In early 2024, I was brought on by the Department of Physics at Northern Illinois University to reimplement an interpreter for a scripting language called COSY. It was originally built in Fortran 77 and features a number of high performance computing acceleration structures and differential algebraic primitives that most languages don't natively support. Over the following year and half, I workedon building the core parser for the language with the intent to adapt everything over to C++ so that it can be extended and modified to meet the growing demands of beam physics research.
After graduating, the project will be managed other students by Fall 2025. I intend to do one last refactor of the project with the intention to have everything buttoned up for the next unfortunately soul to handle the behemoth.
Each section of this developer log is a component of the project I am building and will expand as I work on them. I wrote this with the intention that each section is a standalone article that you can read.
Anything related to building the underlying runtime architecture of the Sigmafox is detailed here.
Memory allocators and related performance optimizations lay within.
Architecture is a somewhat nebulous term here. When I refer to the architecture of this software, I mean to talk about the base foundations and facilities needed to begin writing the true meat and potatoes of the interpreter. For this project in particular, I want to have fine grained control over each component that goes into the interpreter. This means developing my own standard library.
It isn't as bad as it sounds.
With most of my projects, I begin by type defining all my primitive types. It helps to be explicit about the size of your integers and makes the eventual mess I am about to make slightly more palatable.

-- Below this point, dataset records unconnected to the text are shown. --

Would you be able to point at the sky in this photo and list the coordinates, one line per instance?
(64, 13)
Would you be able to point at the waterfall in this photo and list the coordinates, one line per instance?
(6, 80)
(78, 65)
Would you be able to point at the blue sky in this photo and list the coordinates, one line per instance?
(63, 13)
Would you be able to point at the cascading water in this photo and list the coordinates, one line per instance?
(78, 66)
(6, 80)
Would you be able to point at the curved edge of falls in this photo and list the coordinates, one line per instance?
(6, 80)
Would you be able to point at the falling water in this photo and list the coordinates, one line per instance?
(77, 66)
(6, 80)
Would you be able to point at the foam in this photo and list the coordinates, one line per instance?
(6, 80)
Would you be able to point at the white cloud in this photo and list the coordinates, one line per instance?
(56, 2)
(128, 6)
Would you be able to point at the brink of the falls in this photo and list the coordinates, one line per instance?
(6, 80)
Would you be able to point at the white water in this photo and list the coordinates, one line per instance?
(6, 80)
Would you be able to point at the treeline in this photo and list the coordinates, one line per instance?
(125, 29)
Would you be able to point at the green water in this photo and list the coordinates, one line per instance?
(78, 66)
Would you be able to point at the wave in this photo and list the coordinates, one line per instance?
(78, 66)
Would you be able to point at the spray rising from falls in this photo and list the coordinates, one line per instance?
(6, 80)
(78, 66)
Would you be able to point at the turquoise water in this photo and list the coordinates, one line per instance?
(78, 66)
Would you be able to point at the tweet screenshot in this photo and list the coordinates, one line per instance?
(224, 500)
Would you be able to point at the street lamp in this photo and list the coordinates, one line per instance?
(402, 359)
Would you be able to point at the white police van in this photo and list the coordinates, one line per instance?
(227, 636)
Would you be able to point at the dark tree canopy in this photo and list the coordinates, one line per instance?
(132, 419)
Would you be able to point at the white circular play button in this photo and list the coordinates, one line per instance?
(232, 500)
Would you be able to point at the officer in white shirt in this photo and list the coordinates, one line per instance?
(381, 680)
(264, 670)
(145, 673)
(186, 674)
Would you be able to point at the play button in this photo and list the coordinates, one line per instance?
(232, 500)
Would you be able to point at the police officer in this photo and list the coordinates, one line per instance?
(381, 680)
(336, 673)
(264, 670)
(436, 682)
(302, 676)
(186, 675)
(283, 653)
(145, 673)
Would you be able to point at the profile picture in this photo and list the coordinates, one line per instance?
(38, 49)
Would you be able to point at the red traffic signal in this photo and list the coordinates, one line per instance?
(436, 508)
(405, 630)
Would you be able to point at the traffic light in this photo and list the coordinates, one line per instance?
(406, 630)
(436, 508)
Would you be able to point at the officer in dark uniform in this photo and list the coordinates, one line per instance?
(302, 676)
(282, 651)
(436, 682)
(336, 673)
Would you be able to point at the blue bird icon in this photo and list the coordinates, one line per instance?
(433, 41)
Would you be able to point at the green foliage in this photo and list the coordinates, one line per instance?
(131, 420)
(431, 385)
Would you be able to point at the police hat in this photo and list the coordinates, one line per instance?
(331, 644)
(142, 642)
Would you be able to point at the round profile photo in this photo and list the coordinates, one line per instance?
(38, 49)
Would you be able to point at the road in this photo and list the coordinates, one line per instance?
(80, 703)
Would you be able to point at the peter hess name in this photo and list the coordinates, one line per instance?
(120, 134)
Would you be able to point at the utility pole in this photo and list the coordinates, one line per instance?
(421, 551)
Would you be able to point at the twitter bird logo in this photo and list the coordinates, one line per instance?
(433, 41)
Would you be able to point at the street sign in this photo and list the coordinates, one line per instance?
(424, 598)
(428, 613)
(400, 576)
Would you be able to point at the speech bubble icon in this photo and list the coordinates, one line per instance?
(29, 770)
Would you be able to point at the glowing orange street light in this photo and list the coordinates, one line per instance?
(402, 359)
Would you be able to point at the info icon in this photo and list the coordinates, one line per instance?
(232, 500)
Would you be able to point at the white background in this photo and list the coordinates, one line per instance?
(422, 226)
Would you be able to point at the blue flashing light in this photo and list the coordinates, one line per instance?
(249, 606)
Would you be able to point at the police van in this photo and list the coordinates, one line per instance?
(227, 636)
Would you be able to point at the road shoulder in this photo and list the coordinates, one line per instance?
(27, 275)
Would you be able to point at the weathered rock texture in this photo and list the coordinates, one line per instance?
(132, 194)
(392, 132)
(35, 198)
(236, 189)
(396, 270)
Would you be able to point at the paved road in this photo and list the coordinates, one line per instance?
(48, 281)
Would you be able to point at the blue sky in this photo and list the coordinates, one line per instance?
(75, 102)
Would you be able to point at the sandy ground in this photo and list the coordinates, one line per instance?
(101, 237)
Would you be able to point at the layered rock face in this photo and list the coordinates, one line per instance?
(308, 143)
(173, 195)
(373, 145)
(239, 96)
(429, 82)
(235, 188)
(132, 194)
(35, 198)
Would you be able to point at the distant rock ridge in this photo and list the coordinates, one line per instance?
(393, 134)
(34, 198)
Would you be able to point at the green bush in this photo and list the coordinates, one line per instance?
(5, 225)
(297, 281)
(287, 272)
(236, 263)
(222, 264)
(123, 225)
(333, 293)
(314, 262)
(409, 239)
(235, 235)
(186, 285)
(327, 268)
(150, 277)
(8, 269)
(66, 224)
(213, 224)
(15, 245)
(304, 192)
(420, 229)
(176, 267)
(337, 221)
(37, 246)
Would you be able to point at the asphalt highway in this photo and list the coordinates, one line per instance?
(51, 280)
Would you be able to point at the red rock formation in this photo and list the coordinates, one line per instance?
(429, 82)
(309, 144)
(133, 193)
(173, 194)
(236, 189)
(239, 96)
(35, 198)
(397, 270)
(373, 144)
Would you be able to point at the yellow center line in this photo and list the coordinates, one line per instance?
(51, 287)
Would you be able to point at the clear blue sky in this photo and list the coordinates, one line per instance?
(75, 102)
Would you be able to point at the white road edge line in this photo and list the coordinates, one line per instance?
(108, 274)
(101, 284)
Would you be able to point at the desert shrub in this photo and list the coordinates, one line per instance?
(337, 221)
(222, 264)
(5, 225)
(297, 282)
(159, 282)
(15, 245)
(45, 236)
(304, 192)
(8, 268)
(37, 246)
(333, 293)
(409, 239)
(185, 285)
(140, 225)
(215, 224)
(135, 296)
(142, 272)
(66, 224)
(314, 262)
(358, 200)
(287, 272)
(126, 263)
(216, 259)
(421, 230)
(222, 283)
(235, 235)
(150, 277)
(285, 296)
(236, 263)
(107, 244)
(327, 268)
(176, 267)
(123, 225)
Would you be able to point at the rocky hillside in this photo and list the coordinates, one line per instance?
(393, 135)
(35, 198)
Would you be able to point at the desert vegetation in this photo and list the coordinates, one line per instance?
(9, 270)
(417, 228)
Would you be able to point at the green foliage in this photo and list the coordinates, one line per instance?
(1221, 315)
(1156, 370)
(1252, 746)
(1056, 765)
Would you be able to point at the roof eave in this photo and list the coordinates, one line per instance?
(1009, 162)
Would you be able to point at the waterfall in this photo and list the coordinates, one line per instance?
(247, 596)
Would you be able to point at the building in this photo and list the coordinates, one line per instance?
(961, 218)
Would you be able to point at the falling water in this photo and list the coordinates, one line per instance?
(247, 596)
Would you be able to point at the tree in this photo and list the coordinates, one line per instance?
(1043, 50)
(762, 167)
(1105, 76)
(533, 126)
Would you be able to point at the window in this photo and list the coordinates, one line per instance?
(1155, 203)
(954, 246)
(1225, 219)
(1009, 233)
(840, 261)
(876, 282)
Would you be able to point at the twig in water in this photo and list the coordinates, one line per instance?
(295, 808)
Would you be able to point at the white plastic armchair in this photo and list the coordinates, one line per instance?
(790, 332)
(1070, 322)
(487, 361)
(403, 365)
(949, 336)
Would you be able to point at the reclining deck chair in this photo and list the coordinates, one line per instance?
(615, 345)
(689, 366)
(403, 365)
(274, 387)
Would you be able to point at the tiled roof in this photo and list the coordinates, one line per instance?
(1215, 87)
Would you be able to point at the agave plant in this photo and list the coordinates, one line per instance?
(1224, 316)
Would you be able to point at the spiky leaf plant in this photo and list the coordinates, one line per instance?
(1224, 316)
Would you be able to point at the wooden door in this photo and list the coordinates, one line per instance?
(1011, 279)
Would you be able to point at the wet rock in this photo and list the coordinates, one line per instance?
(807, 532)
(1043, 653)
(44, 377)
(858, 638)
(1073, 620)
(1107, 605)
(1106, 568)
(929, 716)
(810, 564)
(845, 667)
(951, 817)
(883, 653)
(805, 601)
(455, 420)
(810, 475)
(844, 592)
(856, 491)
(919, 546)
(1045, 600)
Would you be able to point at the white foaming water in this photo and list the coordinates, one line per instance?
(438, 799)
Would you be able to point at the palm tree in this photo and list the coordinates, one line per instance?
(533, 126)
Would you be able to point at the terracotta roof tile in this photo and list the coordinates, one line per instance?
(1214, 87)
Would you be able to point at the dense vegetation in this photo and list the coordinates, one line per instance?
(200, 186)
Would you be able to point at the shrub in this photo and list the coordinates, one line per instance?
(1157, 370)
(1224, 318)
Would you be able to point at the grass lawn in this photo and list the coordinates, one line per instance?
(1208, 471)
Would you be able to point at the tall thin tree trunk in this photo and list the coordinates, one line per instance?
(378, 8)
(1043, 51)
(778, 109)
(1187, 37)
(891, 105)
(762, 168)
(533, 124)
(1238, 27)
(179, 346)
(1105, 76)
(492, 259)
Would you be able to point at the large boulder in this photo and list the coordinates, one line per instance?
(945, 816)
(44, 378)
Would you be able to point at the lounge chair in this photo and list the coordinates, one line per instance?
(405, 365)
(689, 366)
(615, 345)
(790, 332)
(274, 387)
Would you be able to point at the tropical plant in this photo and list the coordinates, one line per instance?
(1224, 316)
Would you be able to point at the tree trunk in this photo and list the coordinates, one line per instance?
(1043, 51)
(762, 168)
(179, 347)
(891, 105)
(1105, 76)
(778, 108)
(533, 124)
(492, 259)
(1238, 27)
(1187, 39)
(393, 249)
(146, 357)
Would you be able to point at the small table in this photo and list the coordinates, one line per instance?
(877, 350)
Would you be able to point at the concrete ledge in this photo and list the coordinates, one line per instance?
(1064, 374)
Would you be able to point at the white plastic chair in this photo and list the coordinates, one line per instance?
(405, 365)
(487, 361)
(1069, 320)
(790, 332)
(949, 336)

Another component I want to point out is the need to wrap my assertions. For sure, there are compiler flags that every major vendor provides to toggle c-assertions, but it doesn't hurt to handle this yourself. Additional macros for checking pointers and creating traps for edge-case behaviors are essential for defensive programming. Do you know how often I make a careless mistake that these macros catch for me?
C++
source/common/definitions.hpp
#ifndef SIGMAFOX_SOURCE_COMMON_DEFINITIONS_HPP
#define SIGMAFOX_SOURCE_COMMON_DEFINITIONS_HPP
#include <cstdio>
#include <cstring>
#include <cstdint>
#include <cassert>
typedef uint8_t uint8;
typedef uint16_t uint16;
typedef uint32_t uint32;
typedef uint64_t uint64;
typedef int8_t int8;
typedef int16_t int16;
typedef int32_t int32;
typedef int64_t int64;
typedef float real32;
typedef double real64;
typedef int32_t bool32;
typedef int64_t bool64;
typedef char* cstr;
typedef const char* ccstr;
#define SF_BOOLEAN_ENABLE_STRING(b) (b ? "enabled" : "disabled")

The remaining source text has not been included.